Visual Processing Explained: Visual Form Constancy
If your child is having trouble in school but doesn’t have an obvious learning disability, visual processing difficulties could be the cause. Visual form constancy is one of many visual processes that the brain uses to decode and store information about the world, and problems here can have far-reaching effects on your child’s ability to succeed in class.
What Is Visual Form Constancy?
Visual form constancy is the ability to mentally manipulate an option into different positions just by looking at it. Children who struggle with this skill might have trouble reading handwritten words that look different than their printed counterparts, or they could be challenged by spatial relationships in puzzles and some math activities.
Your child has trouble building a toy of blocks or putting together a puzzle based on a picture.
Your child has trouble judging distances and heights.
Your child doesn’t find missing items quickly, even if they are in plain sight.
Your child has trouble reading cursive handwriting or unusual fonts.
Your child struggles to recognize objects when placed in a new location.
Your child doesn’t always recognize familiar places or objects in photographs.
If you suspect a problem, consider talking to your child’s teacher or seeing a specialist for a specific diagnosis and to get help building these important skills.
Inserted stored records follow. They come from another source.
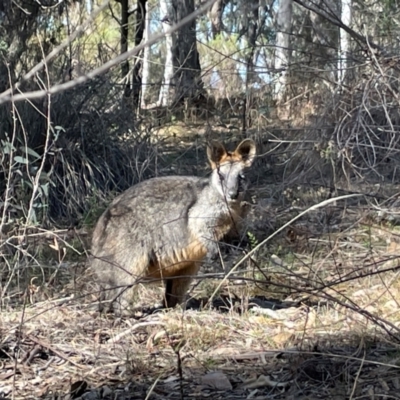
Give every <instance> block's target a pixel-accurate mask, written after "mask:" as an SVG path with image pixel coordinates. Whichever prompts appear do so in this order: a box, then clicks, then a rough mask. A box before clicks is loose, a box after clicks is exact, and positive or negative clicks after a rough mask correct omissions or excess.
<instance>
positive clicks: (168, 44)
mask: <svg viewBox="0 0 400 400" xmlns="http://www.w3.org/2000/svg"><path fill="white" fill-rule="evenodd" d="M160 12H161V15H162V16H164V18H163V19H164V22H163V30H164V32H166V31H167V30H168V29H169V27H170V26H169V24H168V22H167V21H169V20H170V17H169V13H170V12H171V10H170V9H169V8H168V4H167V1H166V0H160ZM173 44H174V42H173V38H172V35H171V34H165V45H166V57H165V68H164V81H163V84H162V85H161V88H160V93H159V97H158V102H157V104H158V105H159V106H168V105H170V104H171V103H172V91H171V82H172V78H173V76H174V64H173V55H172V51H173V50H172V47H173Z"/></svg>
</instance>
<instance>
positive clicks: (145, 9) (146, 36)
mask: <svg viewBox="0 0 400 400" xmlns="http://www.w3.org/2000/svg"><path fill="white" fill-rule="evenodd" d="M145 7H146V8H145V15H146V17H145V19H144V21H145V22H144V33H143V40H144V41H147V40H148V38H149V37H150V17H149V3H148V2H147V1H146V4H145ZM149 75H150V47H145V49H144V51H143V63H142V79H141V86H142V90H141V99H140V107H141V108H146V101H147V98H146V95H147V89H148V85H149Z"/></svg>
Activities to Remediate Visual Form Constancy Weaknesses
Practicing visual form constancy skills is relatively easy to do in daily life, and there are several fun games and activities that will make the process fun for your child. Tangrams are puzzles that come with a standard set of shapes for kids to manipulate into a given form based on a picture. If your child really struggles, start by showing final pictures with the pieces outlined. As they improve, they can try building shapes with just the finished product outlined.
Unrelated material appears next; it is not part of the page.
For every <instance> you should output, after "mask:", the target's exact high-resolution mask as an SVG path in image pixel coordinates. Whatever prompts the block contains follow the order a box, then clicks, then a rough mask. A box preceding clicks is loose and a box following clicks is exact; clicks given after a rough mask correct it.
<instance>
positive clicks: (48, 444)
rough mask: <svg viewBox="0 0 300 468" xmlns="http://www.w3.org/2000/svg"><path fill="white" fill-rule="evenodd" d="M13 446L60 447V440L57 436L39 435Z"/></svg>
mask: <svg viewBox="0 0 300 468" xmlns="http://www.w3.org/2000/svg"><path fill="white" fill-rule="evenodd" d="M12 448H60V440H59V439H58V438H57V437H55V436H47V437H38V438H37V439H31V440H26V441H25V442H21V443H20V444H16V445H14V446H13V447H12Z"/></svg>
Building with Lego pieces or standard blocks is another great way to help kids learn to manipulate objects visually and be able to imagine them in new positions. Be sure to provide a photo of a diagram of the finished product as visual "directions" to follow.
You can also encourage your child to play with different fonts on a word processor to make connections between letters that look slightly different. This can be as simple as highlighting their name and changing the font, or you can have your child make alphabet posters in different fonts so they get used to noticing the differences.